Are chemical sunscreens bad for reefs?

Certain kinds of sunscreen react with the rays of the sun when they come into contact with water to create hydrogen peroxide, which is toxic to aquatic plants, like phytoplankton and coral reefs, that provide essential nutrition to marine animals like small fish, dolphins, and whales.

Oxybenzone is one of the 10 sunscreen chemical ingredients responsible for damaging the DNA of corals, bleaching corals, and disrupting coral reproduction.

Are nanoparticles safe in sunscreen?

According to the Environmental Working Group, mineral sunscreens containing zinc oxide and titanium dioxide provide strong sun protection since they don’t readily break down in the sun, and they’re associated with very few health concerns.

But nano-sized versions of these minerals is a different story. While studies show no evidence that nanoparticles cross the skin in large amounts, inhaling or ingesting them can cause lung and gastrointestinal damage.
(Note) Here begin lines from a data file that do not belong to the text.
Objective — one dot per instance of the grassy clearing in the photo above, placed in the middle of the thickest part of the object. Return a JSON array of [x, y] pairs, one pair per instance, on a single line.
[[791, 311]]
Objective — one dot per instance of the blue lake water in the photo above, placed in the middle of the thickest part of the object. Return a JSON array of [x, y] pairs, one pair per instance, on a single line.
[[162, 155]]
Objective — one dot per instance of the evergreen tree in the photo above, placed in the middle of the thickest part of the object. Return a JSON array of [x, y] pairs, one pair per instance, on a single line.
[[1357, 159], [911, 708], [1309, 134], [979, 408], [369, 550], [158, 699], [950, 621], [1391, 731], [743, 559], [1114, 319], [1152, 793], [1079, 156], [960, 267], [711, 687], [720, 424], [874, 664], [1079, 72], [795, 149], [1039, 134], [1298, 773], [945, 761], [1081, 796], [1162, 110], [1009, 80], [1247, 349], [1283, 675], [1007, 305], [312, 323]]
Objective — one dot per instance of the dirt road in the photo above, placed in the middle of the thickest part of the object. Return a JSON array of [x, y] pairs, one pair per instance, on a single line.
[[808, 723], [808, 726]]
And nanotechnology in sunscreen isn’t good for coral reefs, either. Nanotechnology involves breaking down and manipulating the particles in these minerals at a molecular and atomic level. While nanoparticles absorb into the skin without leaving white residue behind — which is why consumers like nano mineral sunscreens — they accumulate in coral reef ecosystems and cause damage just like their chemical counterparts.

Does mineral sunscreen expire?

The FDA requires that all sunscreens remain fully effective for three years. Mineral sunscreens are more stable than chemical sunscreens and usually have a longer shelf life. If you store it in a cool, dark place it will last as long as possible.